The disease is distributed worldwide and is generally quite rare, although it can be difficult to establish accurate estimates of its prevalence due to lack of surveillance and exhaustive data.
In the United States, laboratory surveillance in the San Francisco Bay Area between 1992 and 1993 suggested an annual rate of 1.7 cases per million people, according to the CDC.
However, the disease seems to be more common in India; a study by Indian microbiologists, published in March in the journal Microorganisms, suggested that the black fungus is 70 times more prevalent in India than in global data.
There are several possible reasons why there is a higher rate of “uncontrolled diabetes” in India, according to the study. Many patients who studied did not even know they had diabetes until they were diagnosed with a black fungus, which demonstrated “the lack of periodic health check-ups in the Indian population,” the study said.

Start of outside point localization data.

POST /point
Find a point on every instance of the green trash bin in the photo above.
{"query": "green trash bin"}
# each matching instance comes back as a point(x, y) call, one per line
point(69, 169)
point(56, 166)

The black fungal mortality rate in India is also “considerably high due to delays in seeking medical attention and diagnosing the disease, and challenges in managing the advanced stage of infection,” he said. said the study.
The country’s climate is also a factor, Thacker said. “This fungus can grow next to a loaf of bread that is kept outside,” he said. “It can grow anywhere in the form of mold, but in humid tropical countries … it tends to sink.”
The current outbreak could also be because “we’re in the summer, it’s hot, it’s humid,” he added. “Everyone knows that fungal infection occurs in these types of climates.”
Where has it been reported?
To date, more than 3,200 cases of black fungus have been reported in the five states of Maharashtra, Madhya Pradesh, Haryana, Telangana and Gujarat.
Maharashtra has the highest number, with more than 2,000 cases reported and 800 hospitalized. At least 90 people have died from the disease in the state.
Gujarat has reported at least 369 cases in a single hospital.
On Thursday, the central government classified mucormycosis as a notifiable disease, meaning all states and territories in the union must report their cases to federal authorities.
“We now have a new black mushroom challenge, we need to be prudent and prepare to do so,” Indian Prime Minister Narendra Modi said on Friday.
At least seven states have stated that black fungus is a notifiable disease, according to central government advice to collect data, according to the respective state government authorities.
“These cases are found in patients who have recovered from Covid, so there are several complications,” said JV Modi, medical superintendent at Ahmedabad Civil Hospital in Gujarat. He added that the hospital has seen an increase in cases in the last ten days as the country appeared to be surpassing the peak of its second wave of coronavirus.